Viki sighed. "A few days ago, I learned that Roxanne is not your biological mother."
"What?"
"Roxanne's husband stole a baby from the hospital and brought her home," Viki said. "Roxanne never had a daughter."
"So who's my mother?" Jessica asked. "Wait…Uncle Bo said your DNA was being tested. Are you saying that there's a chance that I'm really your daughter after all?"
"I don't know," Viki admitted. "It's just a feeling, but I had to know for sure. Sweetheart, I didn't want to get your hopes up, not when it's still such a long shot."
Natalie noticed that Jessica was shaking almost as badly as she was when she turned to her uncle. Natalie quickly took a step backward, ducking behind the door to avoid being seen.
"Well, Uncle Bo?" Jessica asked anxiously. "What did the test results show? Is Mom really my biological mother?"

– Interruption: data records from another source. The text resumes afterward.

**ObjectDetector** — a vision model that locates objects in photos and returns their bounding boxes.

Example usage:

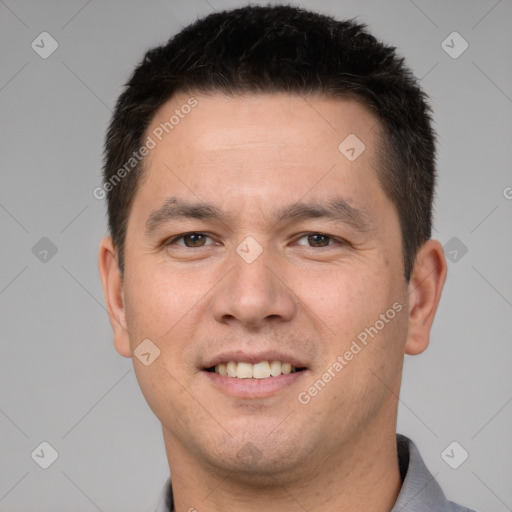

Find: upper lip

[204,350,306,369]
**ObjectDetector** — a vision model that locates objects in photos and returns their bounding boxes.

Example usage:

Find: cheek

[126,265,205,340]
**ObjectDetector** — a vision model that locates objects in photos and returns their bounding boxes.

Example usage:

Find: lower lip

[203,370,307,398]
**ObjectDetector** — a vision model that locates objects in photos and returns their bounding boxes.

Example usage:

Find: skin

[99,93,446,512]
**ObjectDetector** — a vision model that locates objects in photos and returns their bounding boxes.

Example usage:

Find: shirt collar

[155,434,473,512]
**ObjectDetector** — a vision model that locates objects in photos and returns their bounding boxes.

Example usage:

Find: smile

[207,361,304,379]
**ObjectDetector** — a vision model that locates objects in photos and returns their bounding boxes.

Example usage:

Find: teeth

[215,361,297,379]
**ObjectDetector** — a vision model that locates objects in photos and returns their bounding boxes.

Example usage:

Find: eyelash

[162,231,349,249]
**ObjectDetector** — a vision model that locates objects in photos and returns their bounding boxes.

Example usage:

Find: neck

[164,422,402,512]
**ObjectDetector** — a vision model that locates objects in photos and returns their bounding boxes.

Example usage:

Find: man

[99,6,476,512]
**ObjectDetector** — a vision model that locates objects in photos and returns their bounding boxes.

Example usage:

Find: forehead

[130,93,390,232]
[147,93,380,161]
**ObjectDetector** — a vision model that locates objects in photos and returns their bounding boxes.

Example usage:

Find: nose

[212,243,297,329]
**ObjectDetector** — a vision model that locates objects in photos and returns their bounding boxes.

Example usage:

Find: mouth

[204,360,306,380]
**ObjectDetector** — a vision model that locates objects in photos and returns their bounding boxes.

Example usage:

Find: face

[104,93,444,484]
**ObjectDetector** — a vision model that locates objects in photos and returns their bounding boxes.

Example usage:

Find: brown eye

[165,233,210,248]
[308,233,331,247]
[297,233,333,247]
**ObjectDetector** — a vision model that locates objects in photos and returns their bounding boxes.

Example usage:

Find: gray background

[0,0,512,512]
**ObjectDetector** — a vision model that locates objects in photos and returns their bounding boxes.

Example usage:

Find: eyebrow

[145,197,373,236]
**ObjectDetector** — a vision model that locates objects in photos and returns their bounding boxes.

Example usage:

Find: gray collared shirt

[155,434,474,512]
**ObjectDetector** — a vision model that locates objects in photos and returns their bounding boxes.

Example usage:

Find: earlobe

[98,237,132,357]
[405,240,447,355]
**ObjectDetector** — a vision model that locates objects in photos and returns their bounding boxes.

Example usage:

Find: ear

[405,240,447,355]
[98,237,132,357]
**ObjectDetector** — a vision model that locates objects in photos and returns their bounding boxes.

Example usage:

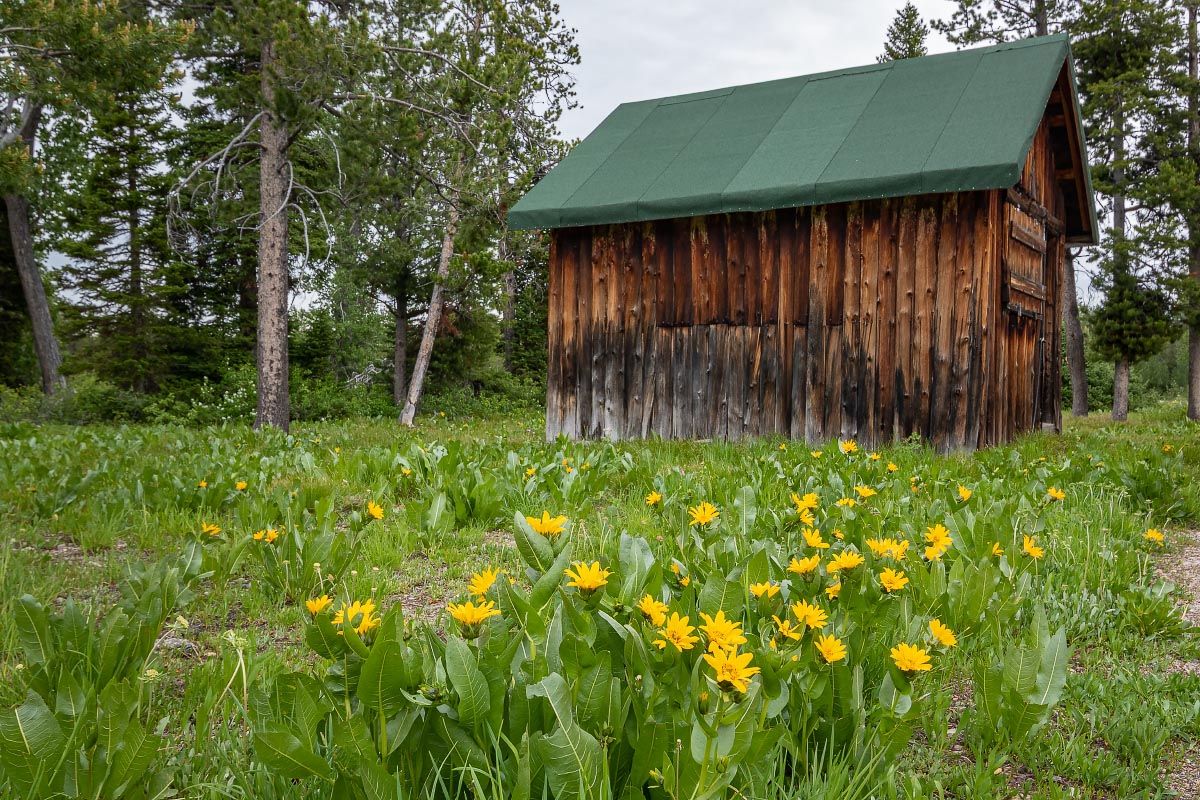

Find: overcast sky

[559,0,954,139]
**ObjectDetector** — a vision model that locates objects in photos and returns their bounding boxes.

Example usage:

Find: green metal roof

[508,35,1096,241]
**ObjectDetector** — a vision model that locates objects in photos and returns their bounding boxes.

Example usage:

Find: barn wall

[546,163,1057,450]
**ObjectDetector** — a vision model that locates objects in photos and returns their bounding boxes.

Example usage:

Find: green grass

[0,404,1200,798]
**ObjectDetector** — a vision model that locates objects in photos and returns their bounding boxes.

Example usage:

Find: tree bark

[391,291,408,407]
[1062,251,1087,416]
[254,40,289,431]
[1188,0,1200,422]
[4,106,66,395]
[4,194,66,395]
[400,199,458,427]
[1112,359,1129,422]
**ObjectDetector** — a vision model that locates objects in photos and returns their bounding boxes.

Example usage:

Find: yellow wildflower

[1021,534,1046,559]
[802,528,829,551]
[772,615,804,639]
[826,551,866,575]
[704,648,760,693]
[637,595,670,627]
[526,511,566,536]
[880,567,908,593]
[446,600,500,628]
[812,633,846,664]
[787,553,821,575]
[304,595,334,616]
[688,503,721,525]
[467,567,500,597]
[792,600,829,628]
[654,612,700,652]
[892,642,932,672]
[929,619,959,648]
[750,581,779,597]
[563,561,612,594]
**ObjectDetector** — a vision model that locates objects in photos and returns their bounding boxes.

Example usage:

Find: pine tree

[1074,0,1177,420]
[877,2,929,64]
[58,86,176,392]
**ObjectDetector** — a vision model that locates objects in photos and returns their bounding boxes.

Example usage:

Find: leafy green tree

[877,2,929,64]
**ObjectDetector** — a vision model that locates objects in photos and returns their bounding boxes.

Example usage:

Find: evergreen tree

[1074,0,1176,420]
[877,2,929,64]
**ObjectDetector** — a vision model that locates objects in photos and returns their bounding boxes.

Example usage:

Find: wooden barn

[508,36,1097,450]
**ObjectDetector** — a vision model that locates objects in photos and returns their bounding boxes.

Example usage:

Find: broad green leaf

[16,595,53,666]
[254,722,332,781]
[445,636,492,728]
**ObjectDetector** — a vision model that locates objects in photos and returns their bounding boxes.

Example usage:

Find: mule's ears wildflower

[563,561,612,595]
[446,600,500,633]
[892,642,932,672]
[880,567,908,593]
[526,511,566,536]
[787,553,821,575]
[1021,534,1046,559]
[929,619,959,648]
[826,551,866,575]
[704,646,760,694]
[750,581,779,597]
[304,595,334,616]
[814,633,846,664]
[800,528,829,551]
[688,503,721,525]
[467,567,500,597]
[654,612,700,652]
[637,595,670,627]
[792,599,840,630]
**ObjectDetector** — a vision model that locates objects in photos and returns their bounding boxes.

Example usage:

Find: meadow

[0,404,1200,800]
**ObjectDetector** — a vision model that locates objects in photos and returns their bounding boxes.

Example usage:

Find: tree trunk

[391,291,408,408]
[400,200,458,427]
[1112,359,1129,422]
[4,194,66,395]
[254,41,289,431]
[1062,251,1087,416]
[4,106,66,395]
[1188,1,1200,422]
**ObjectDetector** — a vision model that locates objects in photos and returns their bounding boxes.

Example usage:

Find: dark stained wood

[546,119,1066,450]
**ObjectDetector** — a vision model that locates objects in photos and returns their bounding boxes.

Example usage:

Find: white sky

[558,0,954,139]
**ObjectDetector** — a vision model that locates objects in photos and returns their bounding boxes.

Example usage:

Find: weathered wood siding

[546,122,1064,450]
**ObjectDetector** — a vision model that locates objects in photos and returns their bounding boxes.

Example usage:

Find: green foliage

[877,2,929,64]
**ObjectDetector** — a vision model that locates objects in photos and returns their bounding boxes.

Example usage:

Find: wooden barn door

[1001,201,1056,435]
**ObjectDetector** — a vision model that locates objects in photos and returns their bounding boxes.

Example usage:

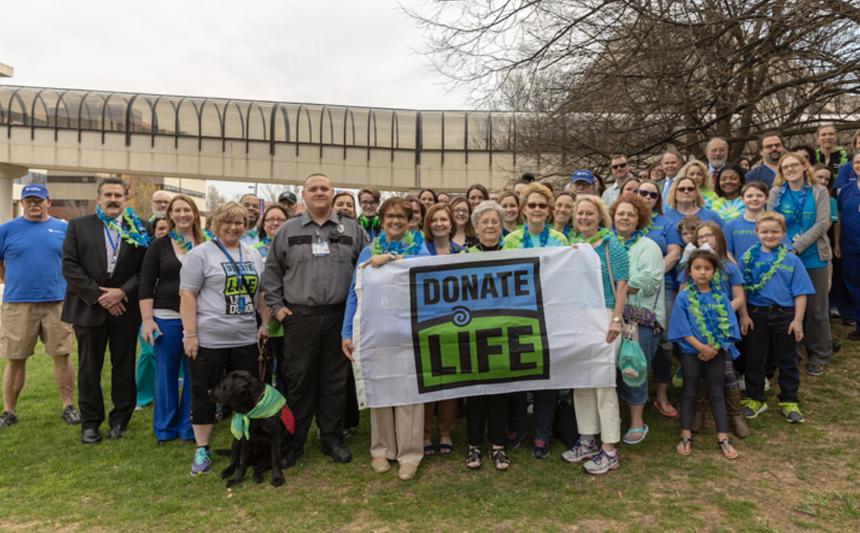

"Yes," Bo said, with a smile that Natalie didn't need to see to know was there. "Yes, Viki is your biological mother, Jessie."
"Oh my God," Jessica gasped. "So this whole year, this whole thing…I knew Natalie wasn't trustworthy, but this just beyond…how did she manage to fool us all so completely?"
Natalie hadn't bothered to stick around much past that point. She knew enough to know that the blame would come fast, and it would come hard. She didn't imagine that there was any amount of protesting that she could do to convince anyone that she hadn't known the first DNA test was wrong.
"How could I be so stupid?" she muttered to herself, stepping back into her bedroom and taking one last look around before grabbing the half-empty duffel bag off the floor and slinging it over her shoulder. Reaching into the pocket, she took out the sealed envelope and dropped it onto the bed. One more stop, one last goodbye, and she'd be on her way to putting the past year's upheaval - the good and the bad - behind her.
"Goodbye, Llanfair," she whispered to the room. "It was nice while it lasted."